Premier élément du plan de renaissance de Lancia, la Thesis a pour
mission d'établir, ou plutôt de rétablir, une forte image de son constructeur. Pour reconquérir sa place parmi les marques de luxe, inutile d'imiter les spécialistes du genre sans en avoir la réputation. La voie de l'originalité s'imposait donc pour le nouveau vaisseau amiral, la Thesis. Elle réinterprète ainsi la calandre et les ailes séparées des Lancia d'avant-guerre. Cela lui confère une allure un peu baroque, mais une incontestable personnalité. Plus conventionnelle, la poupe affiche une élégance classique. Et c'est là le registre dans lequel la Thesis entend jouer : le chic bourgeois, pas trop ostentatoire, mais immédiatement identifiable... en un mot, le style milanais.
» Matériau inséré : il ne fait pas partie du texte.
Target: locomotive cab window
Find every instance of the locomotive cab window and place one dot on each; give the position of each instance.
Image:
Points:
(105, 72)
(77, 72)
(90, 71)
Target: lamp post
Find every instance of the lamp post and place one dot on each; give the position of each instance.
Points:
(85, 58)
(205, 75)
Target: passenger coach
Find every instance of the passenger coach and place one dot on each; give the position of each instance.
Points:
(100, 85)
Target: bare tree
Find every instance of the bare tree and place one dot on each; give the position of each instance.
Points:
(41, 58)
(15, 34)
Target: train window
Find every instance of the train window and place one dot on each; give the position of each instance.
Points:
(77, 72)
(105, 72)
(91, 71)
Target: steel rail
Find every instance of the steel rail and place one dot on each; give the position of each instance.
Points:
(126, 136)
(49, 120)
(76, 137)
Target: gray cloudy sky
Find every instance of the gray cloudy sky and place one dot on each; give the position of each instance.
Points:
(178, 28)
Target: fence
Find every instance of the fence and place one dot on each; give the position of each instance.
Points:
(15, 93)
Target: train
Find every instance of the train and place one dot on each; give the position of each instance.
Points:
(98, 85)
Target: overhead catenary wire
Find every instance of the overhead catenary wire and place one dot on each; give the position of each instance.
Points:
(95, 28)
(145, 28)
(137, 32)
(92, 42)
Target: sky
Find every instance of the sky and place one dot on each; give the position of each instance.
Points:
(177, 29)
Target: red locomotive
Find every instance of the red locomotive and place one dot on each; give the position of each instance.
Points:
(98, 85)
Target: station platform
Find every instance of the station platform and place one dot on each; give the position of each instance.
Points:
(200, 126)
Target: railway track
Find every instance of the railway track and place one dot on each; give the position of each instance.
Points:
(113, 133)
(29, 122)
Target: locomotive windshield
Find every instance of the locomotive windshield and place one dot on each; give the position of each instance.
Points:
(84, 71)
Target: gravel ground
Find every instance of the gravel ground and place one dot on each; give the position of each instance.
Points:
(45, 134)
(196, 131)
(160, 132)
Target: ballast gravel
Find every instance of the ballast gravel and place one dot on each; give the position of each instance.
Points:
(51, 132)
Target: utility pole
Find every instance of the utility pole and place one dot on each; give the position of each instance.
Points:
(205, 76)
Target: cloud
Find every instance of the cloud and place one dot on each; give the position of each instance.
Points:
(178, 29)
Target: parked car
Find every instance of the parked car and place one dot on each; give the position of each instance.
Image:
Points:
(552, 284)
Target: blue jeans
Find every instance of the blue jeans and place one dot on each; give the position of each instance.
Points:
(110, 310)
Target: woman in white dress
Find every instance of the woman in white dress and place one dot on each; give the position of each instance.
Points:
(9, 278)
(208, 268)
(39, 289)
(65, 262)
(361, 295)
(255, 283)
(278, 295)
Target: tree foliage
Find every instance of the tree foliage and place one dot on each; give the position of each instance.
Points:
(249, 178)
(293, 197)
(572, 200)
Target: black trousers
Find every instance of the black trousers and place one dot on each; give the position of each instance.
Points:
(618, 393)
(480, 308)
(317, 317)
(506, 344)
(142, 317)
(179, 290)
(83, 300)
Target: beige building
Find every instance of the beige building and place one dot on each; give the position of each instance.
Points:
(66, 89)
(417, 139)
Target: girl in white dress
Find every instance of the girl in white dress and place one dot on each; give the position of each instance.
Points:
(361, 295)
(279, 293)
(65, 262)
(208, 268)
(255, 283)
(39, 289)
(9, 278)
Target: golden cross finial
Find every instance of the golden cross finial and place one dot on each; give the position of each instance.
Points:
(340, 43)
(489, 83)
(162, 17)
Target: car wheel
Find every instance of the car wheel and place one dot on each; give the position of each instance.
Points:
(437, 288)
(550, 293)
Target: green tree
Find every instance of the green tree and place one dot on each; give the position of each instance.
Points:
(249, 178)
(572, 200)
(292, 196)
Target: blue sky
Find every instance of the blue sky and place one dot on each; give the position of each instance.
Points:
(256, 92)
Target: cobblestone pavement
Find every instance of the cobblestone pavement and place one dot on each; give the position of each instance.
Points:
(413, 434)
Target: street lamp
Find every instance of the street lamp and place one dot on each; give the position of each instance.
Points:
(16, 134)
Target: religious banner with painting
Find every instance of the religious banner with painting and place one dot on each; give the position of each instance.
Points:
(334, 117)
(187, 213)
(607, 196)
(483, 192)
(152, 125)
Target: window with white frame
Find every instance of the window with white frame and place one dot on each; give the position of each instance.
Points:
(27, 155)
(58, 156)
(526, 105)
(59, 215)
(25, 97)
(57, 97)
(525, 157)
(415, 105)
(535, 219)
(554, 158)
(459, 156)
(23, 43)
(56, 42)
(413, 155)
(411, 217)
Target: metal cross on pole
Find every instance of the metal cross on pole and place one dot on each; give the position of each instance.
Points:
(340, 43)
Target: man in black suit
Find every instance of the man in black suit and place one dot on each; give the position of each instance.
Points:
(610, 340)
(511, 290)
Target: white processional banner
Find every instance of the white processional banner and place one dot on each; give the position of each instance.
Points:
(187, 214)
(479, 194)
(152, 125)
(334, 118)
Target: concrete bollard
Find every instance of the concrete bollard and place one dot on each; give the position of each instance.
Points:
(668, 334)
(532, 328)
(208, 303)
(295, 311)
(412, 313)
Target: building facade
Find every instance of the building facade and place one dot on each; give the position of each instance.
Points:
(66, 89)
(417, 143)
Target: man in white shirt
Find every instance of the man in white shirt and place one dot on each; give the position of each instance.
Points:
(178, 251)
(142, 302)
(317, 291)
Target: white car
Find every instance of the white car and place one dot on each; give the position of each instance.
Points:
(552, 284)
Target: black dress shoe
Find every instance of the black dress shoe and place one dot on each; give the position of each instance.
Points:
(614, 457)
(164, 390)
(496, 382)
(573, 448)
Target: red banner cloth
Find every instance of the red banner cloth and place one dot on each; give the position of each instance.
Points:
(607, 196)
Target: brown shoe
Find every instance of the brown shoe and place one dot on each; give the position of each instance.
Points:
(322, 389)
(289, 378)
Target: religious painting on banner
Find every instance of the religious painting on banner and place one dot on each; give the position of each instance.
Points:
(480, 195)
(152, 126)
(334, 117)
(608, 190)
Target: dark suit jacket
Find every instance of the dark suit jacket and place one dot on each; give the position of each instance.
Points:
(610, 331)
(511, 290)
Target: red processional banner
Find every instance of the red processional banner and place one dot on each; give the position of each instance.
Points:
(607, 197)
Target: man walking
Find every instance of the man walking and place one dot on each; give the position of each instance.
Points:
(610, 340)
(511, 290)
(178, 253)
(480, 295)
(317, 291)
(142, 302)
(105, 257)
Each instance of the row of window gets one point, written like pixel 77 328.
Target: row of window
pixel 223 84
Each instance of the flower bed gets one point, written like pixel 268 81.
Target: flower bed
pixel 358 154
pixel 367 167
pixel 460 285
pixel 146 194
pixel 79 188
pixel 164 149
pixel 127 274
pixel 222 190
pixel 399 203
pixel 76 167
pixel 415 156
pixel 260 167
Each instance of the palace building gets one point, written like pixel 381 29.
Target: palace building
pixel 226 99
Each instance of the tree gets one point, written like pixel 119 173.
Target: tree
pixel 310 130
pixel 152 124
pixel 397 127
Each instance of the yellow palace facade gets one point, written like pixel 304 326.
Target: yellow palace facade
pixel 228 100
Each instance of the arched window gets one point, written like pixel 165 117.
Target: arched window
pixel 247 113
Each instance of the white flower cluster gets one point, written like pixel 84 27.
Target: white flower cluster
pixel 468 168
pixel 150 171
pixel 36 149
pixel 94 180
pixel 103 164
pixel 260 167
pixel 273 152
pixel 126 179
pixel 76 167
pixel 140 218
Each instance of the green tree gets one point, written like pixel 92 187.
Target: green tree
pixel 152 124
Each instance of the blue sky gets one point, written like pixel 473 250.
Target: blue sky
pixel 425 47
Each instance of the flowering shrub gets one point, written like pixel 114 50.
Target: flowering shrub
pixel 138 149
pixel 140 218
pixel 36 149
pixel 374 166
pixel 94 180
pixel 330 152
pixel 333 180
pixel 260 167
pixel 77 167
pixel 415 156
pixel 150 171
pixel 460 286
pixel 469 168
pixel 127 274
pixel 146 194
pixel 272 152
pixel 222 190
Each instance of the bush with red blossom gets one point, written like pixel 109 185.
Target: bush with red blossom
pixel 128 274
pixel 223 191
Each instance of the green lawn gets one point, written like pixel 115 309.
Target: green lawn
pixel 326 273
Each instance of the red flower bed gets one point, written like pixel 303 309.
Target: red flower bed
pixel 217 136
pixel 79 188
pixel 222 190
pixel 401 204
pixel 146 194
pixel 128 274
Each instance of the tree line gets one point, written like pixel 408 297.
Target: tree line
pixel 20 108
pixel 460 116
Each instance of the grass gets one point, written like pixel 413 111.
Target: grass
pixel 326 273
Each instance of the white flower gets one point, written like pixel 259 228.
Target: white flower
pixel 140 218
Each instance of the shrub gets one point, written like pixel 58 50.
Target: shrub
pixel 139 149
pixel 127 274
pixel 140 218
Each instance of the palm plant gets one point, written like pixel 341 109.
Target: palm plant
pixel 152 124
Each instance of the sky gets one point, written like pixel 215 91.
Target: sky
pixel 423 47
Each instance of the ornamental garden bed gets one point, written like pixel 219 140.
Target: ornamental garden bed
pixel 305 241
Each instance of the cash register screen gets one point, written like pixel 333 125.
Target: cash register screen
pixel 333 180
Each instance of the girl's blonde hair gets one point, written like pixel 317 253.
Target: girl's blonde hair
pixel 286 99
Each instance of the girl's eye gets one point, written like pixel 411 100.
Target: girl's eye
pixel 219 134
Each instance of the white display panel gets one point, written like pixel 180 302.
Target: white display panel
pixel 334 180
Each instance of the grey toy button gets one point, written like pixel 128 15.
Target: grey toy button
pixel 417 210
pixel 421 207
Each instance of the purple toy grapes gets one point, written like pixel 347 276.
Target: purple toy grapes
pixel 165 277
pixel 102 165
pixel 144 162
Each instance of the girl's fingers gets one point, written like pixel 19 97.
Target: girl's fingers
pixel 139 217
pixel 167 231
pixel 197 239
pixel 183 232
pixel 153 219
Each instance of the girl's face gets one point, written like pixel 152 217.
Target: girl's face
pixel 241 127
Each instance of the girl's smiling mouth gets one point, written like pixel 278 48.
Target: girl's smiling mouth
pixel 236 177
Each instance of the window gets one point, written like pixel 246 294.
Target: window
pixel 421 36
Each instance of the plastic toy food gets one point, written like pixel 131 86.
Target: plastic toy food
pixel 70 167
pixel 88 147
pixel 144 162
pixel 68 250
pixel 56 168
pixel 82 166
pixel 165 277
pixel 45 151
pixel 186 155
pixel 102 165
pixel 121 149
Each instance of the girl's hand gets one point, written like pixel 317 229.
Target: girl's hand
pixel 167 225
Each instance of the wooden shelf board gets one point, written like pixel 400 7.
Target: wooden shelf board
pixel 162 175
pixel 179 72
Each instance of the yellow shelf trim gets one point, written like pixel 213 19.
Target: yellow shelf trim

A l'intérieur, beaucoup d'espace, surtout à l'arrière, une ambiance
chaleureuse et lumineuse créée par des matériaux raffinés et élégamment associés. Le tout épaulé par les techniques les plus modernes. Côté visible, on note l'équipement généreux qui accumule tout ce qui est actuellement disponible sans distinguer l'essentiel et les gadgets. Côté invisible, les suspensions multibras - à l'avant comme à l'arrière -, font appel à des éléments en aluminium et surtout à un dispositif d'amortissement variable en continu, piloté électroniquement et baptisé « Skyhook », censé offrit un confort digne d'un tapis volant, tout en garantissant une excellente tenue de route.
La mécanique n'est pas étrangère à la légende de Lancia. Les moteurs
retenus pour la Thesis sont de grands classiques : le cinq-cylindres à essence apparu sur la Kappa, en version 2.4 atmosphérique ou 2.0 turbo ; le V6 3.0 dérivé du moteur de pointe d'Alfa Romeo (5 ch de moins mais plus de disponibilité à bas régime) ; et, pour le diesel, le cinq-cylindres JTD de 2,4 l, dont la puissance culmine à 150 ch. Côté transmission, les boîtes mécaniques sont à six rapports, quel que soit le moteur, et la transmission automatique - installée d'office avec le V6 - a cinq rapports et une commande séquentielle.
La Thesis dispose donc objectivement des mêmes arguments que les classiques berlines de haut de gamme, allemandes pour l'essentiel. Elle sera en plus appuyée par une stratégie commerciale spécifique avec approche personnalisée du client. Destinée à une carrière plus ambitieuse que son aînée, la Kappa, la Thesis s'affichera à des tarifs comparables à ceux de ses rivales avouées. Déjà un sérieux défi !
Son charme, sa personnalité et son suréquipement devraient lui permettre de faire la différence. Le plus dur reste néanmoins à faire : convaincre une clientèle regardante que la qualité et la fiabilité seront au rendez-vous.